As a proud supporter of everything ONE supports and pushes, it made me smile to see actor & Water.org founder Matt Damon is this month’s curator of @ONEGirlsWomen! He’s my hero of the day.
This is why he stands for women & girls:
My daughters do not know what it is to spend hours collecting water. My girls may suffer the occasional stomach upset, maybe even miss a day of school because of it, but they will never lay dehydrated and dying with only the water available, the very same water that made them sick in the first place. Before I went to Haiti, India and Ethiopia and saw these situations firsthand, I would have found them unfathomable.
Today, nearly 750 million people live without access to safe drinking water, and 2.5 billion people lack improved sanitation. This must change. As a father and a husband, I realize how important having access to safe water and sanitation are, especially for women and children—the people who bear the biggest burden of this crisis.
The coping costs of not having sustained access to safe water are enormous and largely undocumented. People are drinking water and paying huge costs to do so. Women and children spend 140 million hours per day collecting water for their families, often from polluted sources. They buy from water vendors or spend hours walking to sources and hauling the water back. They drink water of questionable safety, become ill, adding medical costs, and missed work to the economic burdens they already bear. They cannot go to school or work with the majority of their time spent securing the family’s daily water supply. Can you imagine what could be accomplished if those 140 million hours were recaptured? If all the money spent on buying water was redirected into the water and sanitation supply system?

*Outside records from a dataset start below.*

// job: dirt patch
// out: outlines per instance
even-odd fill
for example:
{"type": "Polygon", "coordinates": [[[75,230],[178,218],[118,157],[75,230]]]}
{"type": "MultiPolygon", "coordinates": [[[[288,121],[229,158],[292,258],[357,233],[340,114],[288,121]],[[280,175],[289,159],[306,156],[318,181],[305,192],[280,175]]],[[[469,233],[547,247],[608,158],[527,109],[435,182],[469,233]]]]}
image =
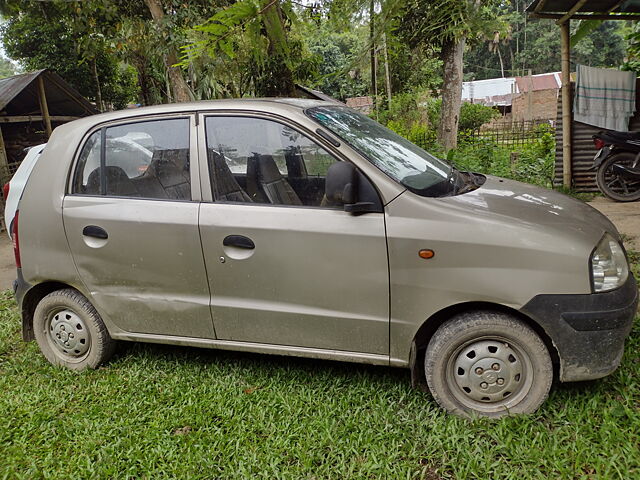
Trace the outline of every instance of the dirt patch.
{"type": "Polygon", "coordinates": [[[614,202],[596,197],[589,205],[609,217],[618,231],[624,234],[628,249],[640,251],[640,202],[614,202]]]}
{"type": "Polygon", "coordinates": [[[0,232],[0,290],[13,288],[16,279],[16,263],[13,245],[6,232],[0,232]]]}

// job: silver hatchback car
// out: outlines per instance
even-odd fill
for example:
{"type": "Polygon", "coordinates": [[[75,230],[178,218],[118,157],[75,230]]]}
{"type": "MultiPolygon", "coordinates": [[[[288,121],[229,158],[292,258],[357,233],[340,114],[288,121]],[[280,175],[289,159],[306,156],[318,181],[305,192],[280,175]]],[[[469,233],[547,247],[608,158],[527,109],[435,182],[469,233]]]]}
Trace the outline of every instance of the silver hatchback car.
{"type": "Polygon", "coordinates": [[[12,237],[24,339],[56,365],[95,368],[117,340],[391,365],[460,415],[611,373],[638,301],[591,207],[316,100],[60,126],[12,237]]]}

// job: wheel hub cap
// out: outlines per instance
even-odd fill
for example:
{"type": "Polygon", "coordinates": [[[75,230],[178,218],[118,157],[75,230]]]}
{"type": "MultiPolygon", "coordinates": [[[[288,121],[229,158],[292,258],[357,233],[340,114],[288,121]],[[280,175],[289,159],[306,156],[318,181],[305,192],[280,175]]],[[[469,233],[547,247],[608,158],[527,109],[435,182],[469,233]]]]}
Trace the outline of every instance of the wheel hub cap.
{"type": "Polygon", "coordinates": [[[481,340],[467,345],[458,353],[453,368],[457,386],[477,402],[507,399],[524,383],[519,355],[504,342],[481,340]]]}
{"type": "Polygon", "coordinates": [[[71,310],[56,312],[49,322],[49,337],[65,355],[80,357],[89,350],[89,330],[71,310]]]}

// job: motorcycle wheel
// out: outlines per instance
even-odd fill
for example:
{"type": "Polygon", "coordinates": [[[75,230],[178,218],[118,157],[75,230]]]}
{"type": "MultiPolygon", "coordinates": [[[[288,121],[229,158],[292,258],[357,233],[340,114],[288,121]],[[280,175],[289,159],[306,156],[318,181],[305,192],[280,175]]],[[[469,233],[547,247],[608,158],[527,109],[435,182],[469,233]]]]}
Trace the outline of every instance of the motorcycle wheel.
{"type": "Polygon", "coordinates": [[[612,167],[615,164],[623,165],[627,168],[637,168],[634,166],[635,158],[635,153],[619,152],[614,153],[602,162],[596,174],[596,183],[606,197],[616,202],[640,200],[640,181],[625,180],[612,171],[612,167]]]}

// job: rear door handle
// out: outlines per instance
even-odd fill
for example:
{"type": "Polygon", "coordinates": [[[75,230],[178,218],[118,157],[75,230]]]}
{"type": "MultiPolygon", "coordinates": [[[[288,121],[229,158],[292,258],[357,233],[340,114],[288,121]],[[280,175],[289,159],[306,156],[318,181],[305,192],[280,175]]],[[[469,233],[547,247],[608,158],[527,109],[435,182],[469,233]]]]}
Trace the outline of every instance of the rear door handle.
{"type": "Polygon", "coordinates": [[[225,247],[246,248],[247,250],[253,250],[256,248],[256,244],[253,243],[253,240],[249,237],[245,237],[244,235],[229,235],[224,237],[222,244],[225,247]]]}
{"type": "Polygon", "coordinates": [[[101,238],[103,240],[109,238],[107,231],[102,227],[98,227],[97,225],[87,225],[82,229],[82,235],[84,235],[85,237],[101,238]]]}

Given that women and children bear the greatest burden, it comes as no surprise that women are the champions of their households and communities when it comes to obtaining access to a safe, sustained water supply and improved sanitation. I have seen the strength and determination of women who want to change the future for their families. These women form committees and coalitions and they apply for loans through our WaterCredit program. These loans empower women to make choices that best work for them, their families and their communities. They take out small loans as individuals or larger loans as a community. They install wells, build bathrooms, buy rain barrel systems, or tap into the local water infrastructure.
I want to see the day all women have the opportunity to realize their potential. I want children to stop dying at a rate of one every minute from a preventable water-related illness. Join me and help solve this crisis, in our lifetime.